Construir una maqueta es anticipar ese futuro; es establecer de antemano (y sin riesgo de equivocarse) una determinada concepción del mundo o de un territorio; una representación a escala de una idea que devendrá espacio tangible, real, habitable. Como apunta el escritor y periodista Juan José Millas:
“En las maquetas no hay huelguistas, ni manifestantes, ni pobres, no hay cacas de perro, no hay viento, jamás llueve, no hace ni frío ni calor. De la maqueta no llegan gritos de contribuyentes indignados preguntando a las autoridades de dónde van a sacar el dinero para la obra faraónica que se proponen perpetrar. En las maquetas, los retretes están siempre limpios y los árboles son de hoja perenne y el agua del estanque es cristalina.”

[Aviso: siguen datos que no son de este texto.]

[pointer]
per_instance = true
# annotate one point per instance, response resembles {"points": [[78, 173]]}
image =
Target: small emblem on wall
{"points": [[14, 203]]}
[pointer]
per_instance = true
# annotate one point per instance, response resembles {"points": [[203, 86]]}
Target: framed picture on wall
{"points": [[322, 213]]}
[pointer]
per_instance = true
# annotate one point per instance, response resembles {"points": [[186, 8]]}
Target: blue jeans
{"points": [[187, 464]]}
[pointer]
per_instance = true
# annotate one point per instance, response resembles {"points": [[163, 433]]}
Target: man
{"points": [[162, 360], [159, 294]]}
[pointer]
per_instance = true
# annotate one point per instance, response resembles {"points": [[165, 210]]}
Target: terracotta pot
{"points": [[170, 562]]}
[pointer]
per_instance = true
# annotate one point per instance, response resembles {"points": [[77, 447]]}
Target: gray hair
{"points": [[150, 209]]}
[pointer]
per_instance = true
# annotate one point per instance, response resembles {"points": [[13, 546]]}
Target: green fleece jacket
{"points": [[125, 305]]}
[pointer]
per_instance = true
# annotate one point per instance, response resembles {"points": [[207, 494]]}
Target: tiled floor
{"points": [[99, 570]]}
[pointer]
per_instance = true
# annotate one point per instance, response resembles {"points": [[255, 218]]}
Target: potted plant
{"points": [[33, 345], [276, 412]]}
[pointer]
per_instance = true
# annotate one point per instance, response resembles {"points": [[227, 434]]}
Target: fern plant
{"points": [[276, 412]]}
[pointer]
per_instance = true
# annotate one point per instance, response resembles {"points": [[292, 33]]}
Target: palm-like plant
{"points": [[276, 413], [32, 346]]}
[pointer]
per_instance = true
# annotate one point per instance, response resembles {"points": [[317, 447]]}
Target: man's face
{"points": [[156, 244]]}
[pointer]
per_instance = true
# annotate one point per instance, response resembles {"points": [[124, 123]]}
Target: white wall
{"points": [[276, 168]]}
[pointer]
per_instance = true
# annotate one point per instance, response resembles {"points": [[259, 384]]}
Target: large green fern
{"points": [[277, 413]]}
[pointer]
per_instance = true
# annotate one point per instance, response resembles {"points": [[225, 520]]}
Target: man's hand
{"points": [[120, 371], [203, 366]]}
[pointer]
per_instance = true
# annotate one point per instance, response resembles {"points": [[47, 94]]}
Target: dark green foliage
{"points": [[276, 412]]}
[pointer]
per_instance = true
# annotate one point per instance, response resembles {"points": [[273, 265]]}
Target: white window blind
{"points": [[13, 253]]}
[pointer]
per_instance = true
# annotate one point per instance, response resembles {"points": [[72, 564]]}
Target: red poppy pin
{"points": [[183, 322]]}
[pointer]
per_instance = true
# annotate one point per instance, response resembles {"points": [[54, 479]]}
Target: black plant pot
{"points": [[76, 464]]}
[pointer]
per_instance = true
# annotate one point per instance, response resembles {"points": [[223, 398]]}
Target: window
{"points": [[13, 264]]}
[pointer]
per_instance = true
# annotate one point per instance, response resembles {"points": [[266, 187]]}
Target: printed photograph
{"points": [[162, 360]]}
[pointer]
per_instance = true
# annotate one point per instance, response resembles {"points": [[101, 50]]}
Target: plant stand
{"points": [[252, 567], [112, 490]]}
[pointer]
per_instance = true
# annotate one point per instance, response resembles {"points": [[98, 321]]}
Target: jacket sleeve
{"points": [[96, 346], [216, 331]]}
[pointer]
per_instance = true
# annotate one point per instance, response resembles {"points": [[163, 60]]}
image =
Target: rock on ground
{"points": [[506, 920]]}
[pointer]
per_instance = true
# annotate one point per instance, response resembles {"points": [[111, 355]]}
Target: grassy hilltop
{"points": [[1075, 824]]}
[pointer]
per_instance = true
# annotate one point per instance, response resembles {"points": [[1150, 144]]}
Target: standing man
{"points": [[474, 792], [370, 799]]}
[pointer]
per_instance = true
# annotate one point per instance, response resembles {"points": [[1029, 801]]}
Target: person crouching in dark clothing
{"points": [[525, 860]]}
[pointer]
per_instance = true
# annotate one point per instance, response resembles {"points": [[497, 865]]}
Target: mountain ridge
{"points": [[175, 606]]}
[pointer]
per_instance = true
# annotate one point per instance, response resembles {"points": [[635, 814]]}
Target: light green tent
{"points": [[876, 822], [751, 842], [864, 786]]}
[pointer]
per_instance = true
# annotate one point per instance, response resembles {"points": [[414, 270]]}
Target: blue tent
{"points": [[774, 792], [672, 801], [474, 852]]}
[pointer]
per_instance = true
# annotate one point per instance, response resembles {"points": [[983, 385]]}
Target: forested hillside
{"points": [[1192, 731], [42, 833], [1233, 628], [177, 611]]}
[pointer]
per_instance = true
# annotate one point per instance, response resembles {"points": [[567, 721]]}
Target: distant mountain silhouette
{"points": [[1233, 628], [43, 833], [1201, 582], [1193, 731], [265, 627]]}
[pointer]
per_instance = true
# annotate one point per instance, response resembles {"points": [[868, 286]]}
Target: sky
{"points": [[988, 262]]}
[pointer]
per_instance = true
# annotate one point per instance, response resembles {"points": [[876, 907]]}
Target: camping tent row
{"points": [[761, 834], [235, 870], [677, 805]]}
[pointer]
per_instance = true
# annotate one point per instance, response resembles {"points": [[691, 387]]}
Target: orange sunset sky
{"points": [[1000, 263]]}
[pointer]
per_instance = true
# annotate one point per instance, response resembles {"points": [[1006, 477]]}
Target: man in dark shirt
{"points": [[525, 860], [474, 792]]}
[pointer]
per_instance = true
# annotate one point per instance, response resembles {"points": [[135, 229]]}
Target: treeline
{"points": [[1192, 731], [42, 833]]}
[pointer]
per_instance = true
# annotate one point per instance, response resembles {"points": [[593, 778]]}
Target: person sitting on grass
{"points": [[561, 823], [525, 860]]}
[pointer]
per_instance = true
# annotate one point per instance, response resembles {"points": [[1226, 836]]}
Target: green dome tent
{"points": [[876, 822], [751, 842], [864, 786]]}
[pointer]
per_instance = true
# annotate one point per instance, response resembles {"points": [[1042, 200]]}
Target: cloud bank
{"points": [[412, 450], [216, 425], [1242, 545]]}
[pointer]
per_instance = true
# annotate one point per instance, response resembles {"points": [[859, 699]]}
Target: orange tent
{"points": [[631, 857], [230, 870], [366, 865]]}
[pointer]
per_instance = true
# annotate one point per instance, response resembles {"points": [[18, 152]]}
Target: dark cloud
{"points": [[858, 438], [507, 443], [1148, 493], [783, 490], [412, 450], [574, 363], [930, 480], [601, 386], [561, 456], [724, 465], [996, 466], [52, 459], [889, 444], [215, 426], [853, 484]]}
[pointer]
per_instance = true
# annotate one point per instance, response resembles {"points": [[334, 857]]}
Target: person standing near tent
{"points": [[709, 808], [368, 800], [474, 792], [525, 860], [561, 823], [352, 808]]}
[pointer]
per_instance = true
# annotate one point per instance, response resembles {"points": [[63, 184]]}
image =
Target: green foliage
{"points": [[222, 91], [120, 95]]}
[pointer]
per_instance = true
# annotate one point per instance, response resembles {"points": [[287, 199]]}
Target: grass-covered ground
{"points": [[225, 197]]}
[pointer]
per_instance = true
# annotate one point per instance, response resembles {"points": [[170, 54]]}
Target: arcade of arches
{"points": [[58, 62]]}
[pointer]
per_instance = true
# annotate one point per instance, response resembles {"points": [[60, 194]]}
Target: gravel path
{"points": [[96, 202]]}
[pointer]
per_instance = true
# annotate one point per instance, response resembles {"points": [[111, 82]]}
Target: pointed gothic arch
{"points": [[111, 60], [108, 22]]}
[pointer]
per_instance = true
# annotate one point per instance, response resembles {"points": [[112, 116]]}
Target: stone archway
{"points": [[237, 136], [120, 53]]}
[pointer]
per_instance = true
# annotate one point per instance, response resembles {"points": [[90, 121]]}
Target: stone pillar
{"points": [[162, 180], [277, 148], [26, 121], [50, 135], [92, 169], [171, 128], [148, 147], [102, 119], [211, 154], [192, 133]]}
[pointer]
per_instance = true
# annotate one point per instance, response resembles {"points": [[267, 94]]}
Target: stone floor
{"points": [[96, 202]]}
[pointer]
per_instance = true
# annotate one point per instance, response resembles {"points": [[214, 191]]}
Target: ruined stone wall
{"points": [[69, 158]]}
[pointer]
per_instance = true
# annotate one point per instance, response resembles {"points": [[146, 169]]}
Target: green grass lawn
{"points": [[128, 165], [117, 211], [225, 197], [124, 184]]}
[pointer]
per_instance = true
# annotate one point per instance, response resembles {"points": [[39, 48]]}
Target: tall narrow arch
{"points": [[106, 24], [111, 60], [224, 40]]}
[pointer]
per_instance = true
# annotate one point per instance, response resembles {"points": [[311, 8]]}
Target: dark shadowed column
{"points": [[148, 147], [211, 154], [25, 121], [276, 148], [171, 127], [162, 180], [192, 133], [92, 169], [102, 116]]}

Por eso la maqueta es la herramienta preferida de políticos y arquitectos que, que como no pueden controlar el mundo que les rodea, prefieren imaginarlo en miniatura, respondiendo a lo que decía Bachelard:
“[poseemos] el mundo tanto más cuanta mayor habilidad tenga[mos] para miniaturizarlo”.
La destrucción (parcial) de la maqueta no sólo contestaría a la idea establecida por Millas, sino que trata de posicionarse en la voluntad de que la arquitectura no puede solidificar modelos ideales, limpios y ordenados.
Si una maqueta es, como ya se ha dicho, una mirada al futuro, la maqueta quemada representa entonces la propia noción de fracaso: Una promesa frustrada, un futuro imperfecto, una utopía sin utopía.